Let ${a_1} = - {\omega ^2} + i{\gamma _1}\omega + \omega _a^2, \ {a_2} = - {\omega ^2} + i{\gamma _2}\omega + \omega _b^2, \ {a_3} = - {\omega ^2} + i{\gamma _3}\omega + \omega _c^2$

The magnitude of electric dipole ${Q_1}$, ${Q_2}$ and ${Q_3}$ can be obtained:

(2)$${Q_1} = \frac{{{g_1}({a_2}{a_3} - {k_{23}}{k_{32}}){E_0} + {g_2}({k_{32}}{k_{13}} - {k_{12}}{a_3}){E_0}}}{{{a_1}{a_2}{a_3} + {k_{12}}{k_{23}}{k_{31}} + {k_{13}}{k_{21}}{k_{32}} - {k_{23}}{k_{32}}{a_1} - {k_{13}}{k_{31}}{a_2} - {k_{21}}{k_{12}}{a_3}}}$$

(3)$${Q_2} = \frac{{{g_1}({k_{23}}{k_{31}} - {k_{21}}{a_3}){E_0} + {g_2}({a_1}{a_3} - {k_{12}}{k_{31}}){E_0}}}{{{a_1}{a_2}{a_3} + {k_{12}}{k_{23}}{k_{31}} + {k_{13}}{k_{21}}{k_{32}} - {k_{23}}{k_{32}}{a_1} - {k_{13}}{k_{31}}{a_2} - {k_{21}}{k_{12}}{a_3}}}$$

(4)$${Q_3} = \frac{{{g_1}({k_{21}}{k_{32}} - {k_{31}}{a_2}){E_0} + {g_2}({k_{31}}{k_{12}} - {k_{32}}{a_1}){E_0}}}{{{a_1}{a_2}{a_3} + {k_{12}}{k_{23}}{k_{31}} + {k_{13}}{k_{21}}{k_{32}} - {k_{23}}{k_{32}}{a_1} - {k_{13}}{k_{31}}{a_2} - {k_{21}}{k_{12}}{a_3}}}$$

The susceptibility of PIT metamaterials can be determined:

(5)$$\chi = \frac{{{g_1}({a_2}{a_3} + {k_{23}}{k_{31}} - {k_{32}}{k_{23}} - {k_{21}}{a_3}) + {g_2}({a_1}{a_3} + {k_{32}}{k_{13}} - {k_{13}}{k_{31}} - {k_{12}}{a_3})}}{{{a_1}{a_2}{a_3} + {k_{12}}{k_{23}}{k_{31}} + {k_{13}}{k_{21}}{k_{32}} - {k_{23}}{k_{32}}{a_1} - {k_{13}}{k_{31}}{a_2} - {k_{21}}{k_{12}}{a_3}}}$$

The transmission spectrum of PIT metamaterials can be obtained:

(6)$$|t |= |{{{c(1 + n)} \mathord{\left/ {\vphantom {{c(1 + n)} {[{c(1 + n) - i\omega x} ]}}} \right.} {[{c(1 + n) - i\omega x} ]}}} |$$

Figure 8 is the transmission spectra of PIT based on simulated and mode.

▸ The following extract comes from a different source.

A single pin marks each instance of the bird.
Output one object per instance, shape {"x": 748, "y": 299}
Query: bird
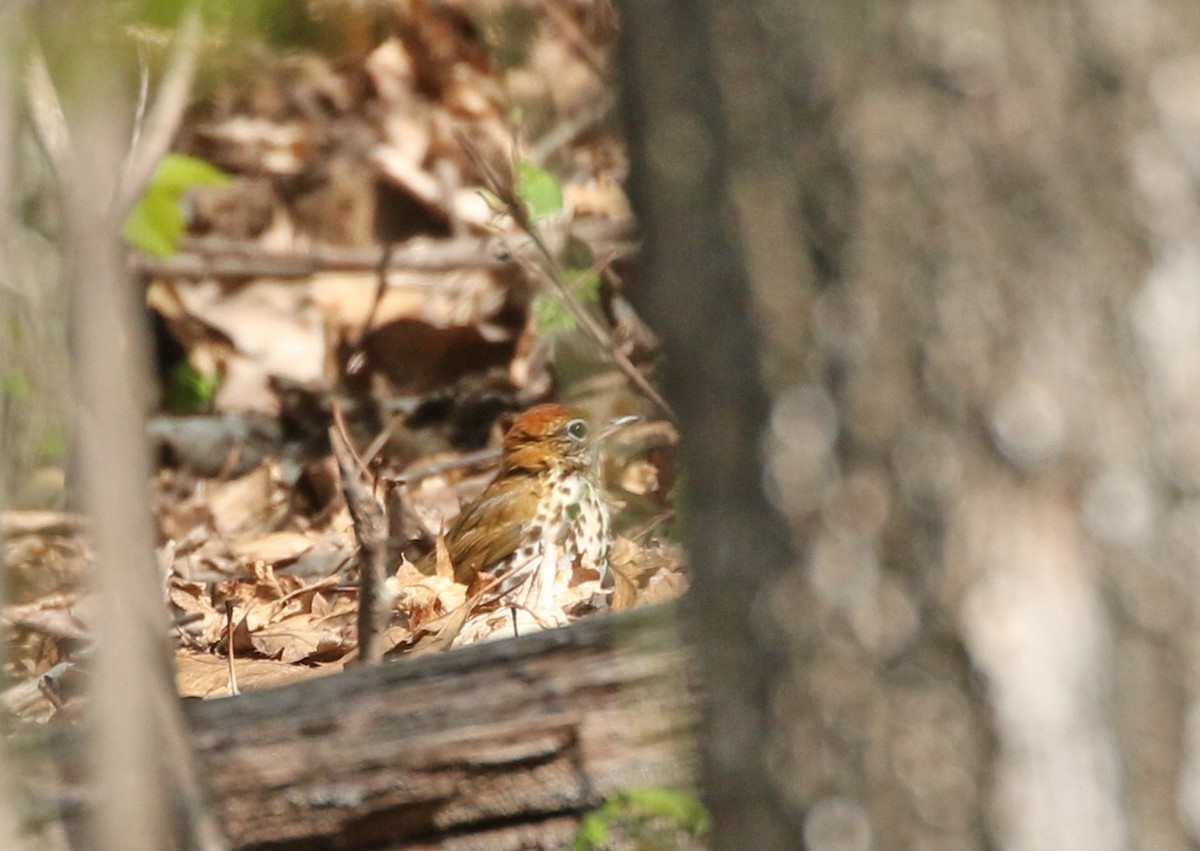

The unit of modeling parameters is GHz. ${\kappa _{12}} = 14,\ {\kappa _{21}} = 5.6,\ {\kappa _{13}} = - 14,\ {\kappa _{31}} = 6,\ {\kappa _{23}} = - 4.5,\ {\kappa _{32}} = - 28$ ${g_1} = - 5.3,\ {g_2} = - 3.7,\ {r_1} = 0.25,\ {r_2} = - 0.01,\ {r_3} = 0.17.$ The transmission window based on mole is similar to the transmission window based on simulated as shown in Fig. 8, the difference between them is frequency shift, which is caused by the difference of substrate (FR-4 dielectric-slab) in simulated and model. In model, the dissipation factor of substrate has not been considered, which leads to frequency shift. From Fig. 8, We can conclude that the linearly coupled Lorentz oscillator mode can be used to analyse coupling process between SRR, square wire and cut wire.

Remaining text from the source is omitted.